Лицей 2017. Первый выпуск (сборник) - Страница 16
– Семь с половиной месяцев…
– Я все время думаю. Вот скажи, почему серьезно болен именно ты? Ты молодой, умный, красивый. Ты можешь стать учёным, принести пользу людям. А большинство? Кто они?.. Менеджеры, продавцы, охранники, бухгалтеры… Живут, как будто у них впереди еще десять жизней. Только жрут и срут, изредка совокупляются, рожают таких же никчемных детей… Почему бы им всем не сдохнуть вместо тебя одного?..
Я улыбаюсь:
– К нам тут приходили из какой-то неведомой полуцеркви-полусекты… Такое задвигали… Что мы чуть ли не избранные Господом, раз у нас такой диагноз. Ну, типа, нам надо торопиться познать Бога и все такое. Погоди-ка, вступлю в эту секту и начну гордиться, что я положительный…
– Ты во всём положительный. Намного положительнее, чем все… Тебе тут, наверное, скучно?
– Невыносимо.
Она достала из рюкзака планшет и протянула мне:
– Вот. Пиши. Напиши всё-всё-всё про нас.
– Зачем?
– Ну как зачем? Всё, что с нами происходит, мы расскажем нашим детям и внукам. И как расскажем? В двух косматых предложениях. И они совершенно не поймут, что мы пережили и что чувствовали. А если ты напишешь, это будет совсем другое дело…
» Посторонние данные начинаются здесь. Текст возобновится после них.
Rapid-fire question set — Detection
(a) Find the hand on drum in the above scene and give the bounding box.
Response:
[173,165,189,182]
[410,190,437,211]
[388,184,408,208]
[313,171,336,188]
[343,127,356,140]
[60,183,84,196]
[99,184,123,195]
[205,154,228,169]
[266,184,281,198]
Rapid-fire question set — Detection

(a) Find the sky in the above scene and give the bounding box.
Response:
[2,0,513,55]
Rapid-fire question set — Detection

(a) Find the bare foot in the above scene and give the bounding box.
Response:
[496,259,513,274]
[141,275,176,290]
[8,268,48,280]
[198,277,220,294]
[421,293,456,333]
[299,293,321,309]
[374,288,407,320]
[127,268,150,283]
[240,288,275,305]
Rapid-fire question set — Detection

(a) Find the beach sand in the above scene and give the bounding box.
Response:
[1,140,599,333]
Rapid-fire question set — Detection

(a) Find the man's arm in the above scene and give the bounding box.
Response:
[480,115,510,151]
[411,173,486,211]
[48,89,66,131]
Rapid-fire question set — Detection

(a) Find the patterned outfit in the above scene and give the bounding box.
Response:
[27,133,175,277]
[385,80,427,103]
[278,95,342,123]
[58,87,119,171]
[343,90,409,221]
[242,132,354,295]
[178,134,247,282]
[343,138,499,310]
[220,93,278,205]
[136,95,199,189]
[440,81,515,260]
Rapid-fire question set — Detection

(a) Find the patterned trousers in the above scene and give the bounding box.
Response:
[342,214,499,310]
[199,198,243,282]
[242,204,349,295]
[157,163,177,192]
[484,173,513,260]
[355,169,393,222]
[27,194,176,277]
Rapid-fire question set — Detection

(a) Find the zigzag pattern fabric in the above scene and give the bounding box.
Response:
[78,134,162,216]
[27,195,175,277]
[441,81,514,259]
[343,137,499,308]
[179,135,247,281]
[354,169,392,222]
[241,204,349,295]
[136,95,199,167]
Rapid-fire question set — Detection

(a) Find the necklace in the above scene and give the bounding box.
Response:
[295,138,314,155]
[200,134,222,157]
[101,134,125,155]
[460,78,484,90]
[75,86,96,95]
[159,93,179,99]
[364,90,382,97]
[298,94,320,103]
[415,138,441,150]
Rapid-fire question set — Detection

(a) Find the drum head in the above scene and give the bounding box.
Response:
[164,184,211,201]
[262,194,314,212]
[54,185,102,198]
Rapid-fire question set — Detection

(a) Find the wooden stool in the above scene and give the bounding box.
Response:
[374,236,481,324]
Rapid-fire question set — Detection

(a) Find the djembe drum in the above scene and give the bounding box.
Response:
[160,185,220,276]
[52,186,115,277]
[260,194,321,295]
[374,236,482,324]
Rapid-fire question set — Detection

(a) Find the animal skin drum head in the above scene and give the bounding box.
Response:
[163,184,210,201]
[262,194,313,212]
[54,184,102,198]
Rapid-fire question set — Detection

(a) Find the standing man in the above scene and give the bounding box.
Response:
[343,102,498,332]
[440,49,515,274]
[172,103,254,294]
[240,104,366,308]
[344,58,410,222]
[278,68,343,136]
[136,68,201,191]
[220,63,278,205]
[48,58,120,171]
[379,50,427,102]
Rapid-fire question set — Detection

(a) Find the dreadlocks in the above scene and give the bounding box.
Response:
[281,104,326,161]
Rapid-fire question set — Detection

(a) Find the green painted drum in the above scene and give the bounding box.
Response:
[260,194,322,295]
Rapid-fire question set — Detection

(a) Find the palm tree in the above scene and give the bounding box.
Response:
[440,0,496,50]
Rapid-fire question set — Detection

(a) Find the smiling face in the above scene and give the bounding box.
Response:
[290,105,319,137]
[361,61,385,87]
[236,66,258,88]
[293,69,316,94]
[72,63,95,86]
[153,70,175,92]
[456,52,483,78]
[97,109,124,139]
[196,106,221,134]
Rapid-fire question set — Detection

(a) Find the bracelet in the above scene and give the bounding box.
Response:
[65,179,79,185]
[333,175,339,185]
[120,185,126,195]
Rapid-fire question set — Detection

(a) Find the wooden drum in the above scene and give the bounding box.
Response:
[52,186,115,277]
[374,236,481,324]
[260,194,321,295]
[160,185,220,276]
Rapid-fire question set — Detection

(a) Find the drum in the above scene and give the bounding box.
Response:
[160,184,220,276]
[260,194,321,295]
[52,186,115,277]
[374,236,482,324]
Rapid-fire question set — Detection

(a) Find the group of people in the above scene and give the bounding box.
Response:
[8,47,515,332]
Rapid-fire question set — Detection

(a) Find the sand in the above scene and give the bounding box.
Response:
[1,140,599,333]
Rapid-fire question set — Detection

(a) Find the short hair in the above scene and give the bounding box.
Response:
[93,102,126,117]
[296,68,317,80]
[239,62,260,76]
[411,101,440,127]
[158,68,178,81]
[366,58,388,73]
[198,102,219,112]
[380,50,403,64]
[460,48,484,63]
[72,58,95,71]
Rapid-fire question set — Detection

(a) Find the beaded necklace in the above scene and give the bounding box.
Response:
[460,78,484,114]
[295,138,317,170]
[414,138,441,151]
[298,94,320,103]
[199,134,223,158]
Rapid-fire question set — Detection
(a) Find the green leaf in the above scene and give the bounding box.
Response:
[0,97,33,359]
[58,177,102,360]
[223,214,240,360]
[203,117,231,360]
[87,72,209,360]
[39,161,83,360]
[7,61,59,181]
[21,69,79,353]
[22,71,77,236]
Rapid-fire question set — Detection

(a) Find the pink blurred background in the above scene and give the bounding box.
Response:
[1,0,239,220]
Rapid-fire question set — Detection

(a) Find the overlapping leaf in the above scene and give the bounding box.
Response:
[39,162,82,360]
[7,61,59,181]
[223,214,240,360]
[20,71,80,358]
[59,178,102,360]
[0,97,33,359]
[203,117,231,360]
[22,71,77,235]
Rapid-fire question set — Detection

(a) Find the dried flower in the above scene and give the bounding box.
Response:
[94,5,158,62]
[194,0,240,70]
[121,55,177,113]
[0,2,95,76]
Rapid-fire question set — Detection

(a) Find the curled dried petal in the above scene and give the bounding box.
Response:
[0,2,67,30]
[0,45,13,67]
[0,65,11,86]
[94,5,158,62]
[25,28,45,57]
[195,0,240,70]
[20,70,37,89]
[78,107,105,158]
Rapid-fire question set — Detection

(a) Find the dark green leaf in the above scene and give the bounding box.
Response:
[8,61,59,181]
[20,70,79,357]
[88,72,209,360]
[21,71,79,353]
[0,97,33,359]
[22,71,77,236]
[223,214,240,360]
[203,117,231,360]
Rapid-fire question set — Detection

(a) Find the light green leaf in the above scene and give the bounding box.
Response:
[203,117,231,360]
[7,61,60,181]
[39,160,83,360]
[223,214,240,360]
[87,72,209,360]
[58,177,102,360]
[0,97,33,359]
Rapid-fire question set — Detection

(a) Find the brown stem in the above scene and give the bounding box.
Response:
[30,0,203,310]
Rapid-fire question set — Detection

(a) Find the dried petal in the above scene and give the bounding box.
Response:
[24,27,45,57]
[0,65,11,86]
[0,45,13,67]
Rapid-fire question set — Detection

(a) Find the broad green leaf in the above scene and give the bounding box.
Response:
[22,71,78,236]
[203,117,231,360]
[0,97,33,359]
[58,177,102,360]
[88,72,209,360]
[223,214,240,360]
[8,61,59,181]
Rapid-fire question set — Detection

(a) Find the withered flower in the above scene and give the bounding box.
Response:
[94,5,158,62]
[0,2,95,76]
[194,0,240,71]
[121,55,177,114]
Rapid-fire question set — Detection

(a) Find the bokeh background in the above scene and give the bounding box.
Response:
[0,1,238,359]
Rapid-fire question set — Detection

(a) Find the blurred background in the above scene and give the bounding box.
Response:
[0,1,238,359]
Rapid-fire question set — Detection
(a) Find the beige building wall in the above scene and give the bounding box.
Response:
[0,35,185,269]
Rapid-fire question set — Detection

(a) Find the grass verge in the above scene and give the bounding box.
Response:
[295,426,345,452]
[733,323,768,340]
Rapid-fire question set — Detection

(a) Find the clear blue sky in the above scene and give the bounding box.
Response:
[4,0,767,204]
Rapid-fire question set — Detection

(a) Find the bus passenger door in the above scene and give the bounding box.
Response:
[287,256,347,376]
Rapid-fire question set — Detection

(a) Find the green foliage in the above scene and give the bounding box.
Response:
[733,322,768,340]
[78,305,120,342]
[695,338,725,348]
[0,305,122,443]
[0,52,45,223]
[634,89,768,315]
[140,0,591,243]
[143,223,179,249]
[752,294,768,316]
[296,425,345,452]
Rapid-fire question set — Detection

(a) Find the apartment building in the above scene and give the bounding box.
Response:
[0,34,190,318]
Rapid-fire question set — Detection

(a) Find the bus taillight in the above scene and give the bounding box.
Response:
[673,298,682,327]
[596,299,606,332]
Вот тогда-то я всё это и начал писать. Дни в больнице теперь казались не такими уж и бесконечными.
– Ну ты даёшь, старина! – внезапно надо мной, сидящим в очереди на анализы, навис Санпалыч. – И как тебе в голову пришло с ВИЧ устроиться в морг? Я от тебя не ожидал такого. Ты всю жизнь с диагнозом. И прекрасно знаешь, что жизнь с ВИЧ – это прежде всего самодисциплина.
– Там хорошо платили, – развёл я руками. – А мне нужны деньги…
– Деньги, деньги!.. Да ты чуть на тот свет не отправился!.. Деньги ему были нужны…
– Ну, не так уж я и затянул, – возразил я. – Просто он что-то очень быстро развился… Я не ожидал…
– Да ты снимок свой видел?! Не затянул он…
– Да кто ж мне тут его покажет…
– Конечно, сейчас тебя, старина, подлечат. Но бесследно это не пройдёт. Жизнь ты себе сократил…
Я молчал. Мне было слегка стыдно.
– Я понимаю, – продолжал Санпалыч, – ты всегда хотел быть врачом. Работая в морге, ты был близок, так или иначе, к тому, чем, видимо, хотел, хочешь заниматься…
– Дело даже не в этом, – хмыкнул я (хотя он озвучил одну из главных причин, что держала меня в морге). – Я же сказал вам – деньги мне были нужны. Я стал жить с девушкой. На стипендию и сиротскую пенсию это невозможно…
Он потёр переносицу, а потом заговорил очень тихо. Так всегда говорят, когда хотят, чтобы слушали особенно внимательно.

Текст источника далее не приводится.